Since the launch of LinkedIn's developer platform in December 2007, it has been just about impossible to get an app built on LinkedIn.

I should know — I have tried contacting LinkedIn on four occasions now with a proposal for an app that I think would make a ton of sense on their platform.  I think the use of the term "platform" is pretty generous here.  It is kinda like a secret society of sorts, and for whatever reason I don't yet know the handshake.

I can understand the motivation — LinkedIn would rather control the types and sources of applications that are created than open a Pandora's Box of Zombies, Vampires, and "electronic hamburgers" that may be created if developers are unleashed.  I think a lot of the fear is unfounded — people go to Facebook and MySpace to screw around while people generally go to LinkedIn to do business.  I don't think junk apps would succeed on LinkedIn like they have on Facebook.  But I can't say I'd bet billions of dollars of valuation on that.

In any event, it should be easier for companies like ours to innovate on LinkedIn.

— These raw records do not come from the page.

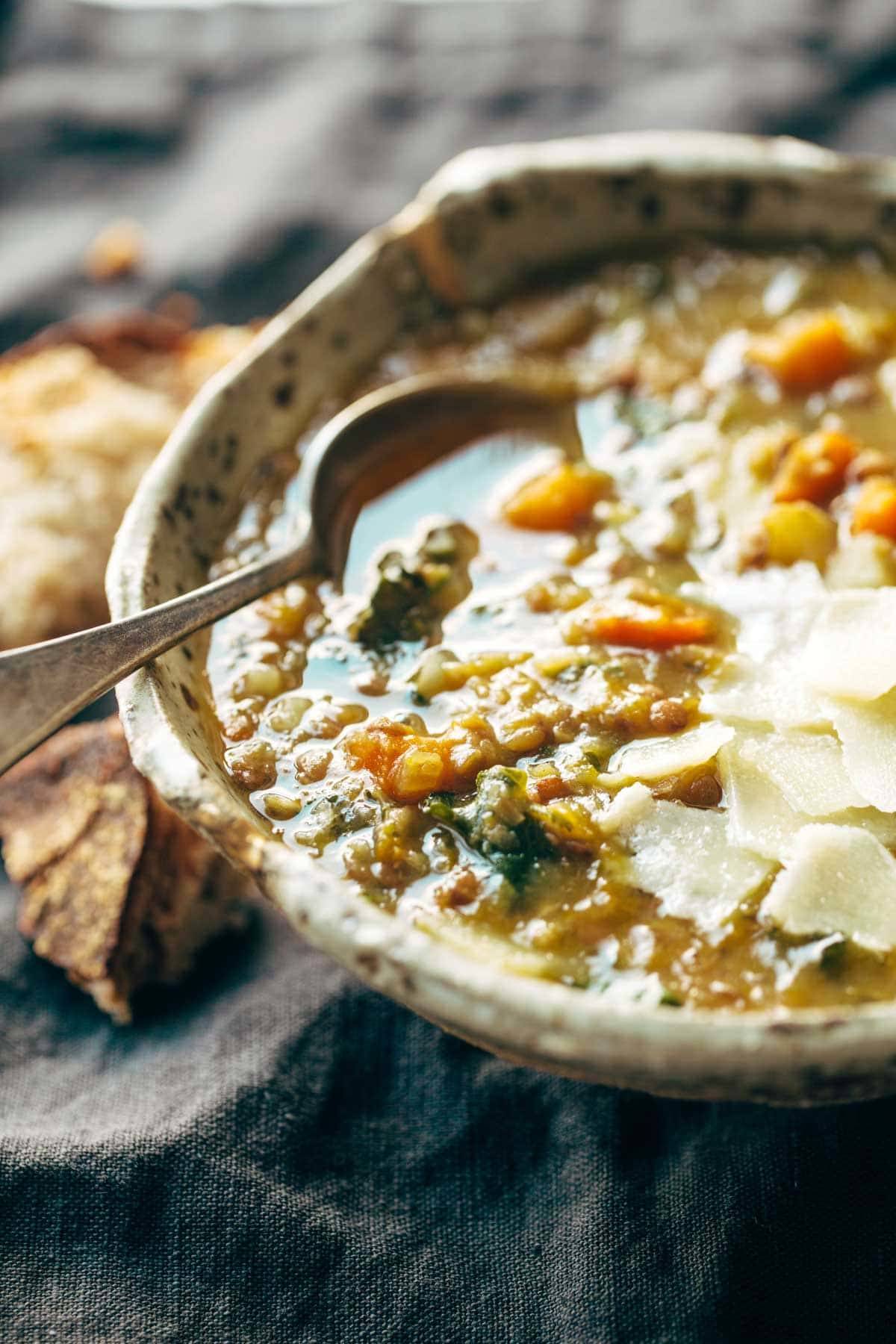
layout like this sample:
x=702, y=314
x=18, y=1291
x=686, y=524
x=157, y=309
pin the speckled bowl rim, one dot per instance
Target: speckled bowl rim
x=800, y=1057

The risk, which I think has gone underreported, is that companies like ours who have problems will just take our ideas somewhere else, where we're welcome.  But the reality is that it only takes one success to help convert an existing social media site like Facebook into a true competitor to LinkedIn.  One killer business app built on Facebook would create a hole in LinkedIn's boat.

Look, I'd prefer working with LinkedIn.  But I've contacted them for the last time.  It shouldn't be this hard… and I simply won't wait around for them to respond to an e-mail.  I'll move on.  I suspect a lot of other startups will move on also.  And if the community builds social business apps elsewhere, I think it will ultimately cause LinkedIn a set of problems that currently don't exist.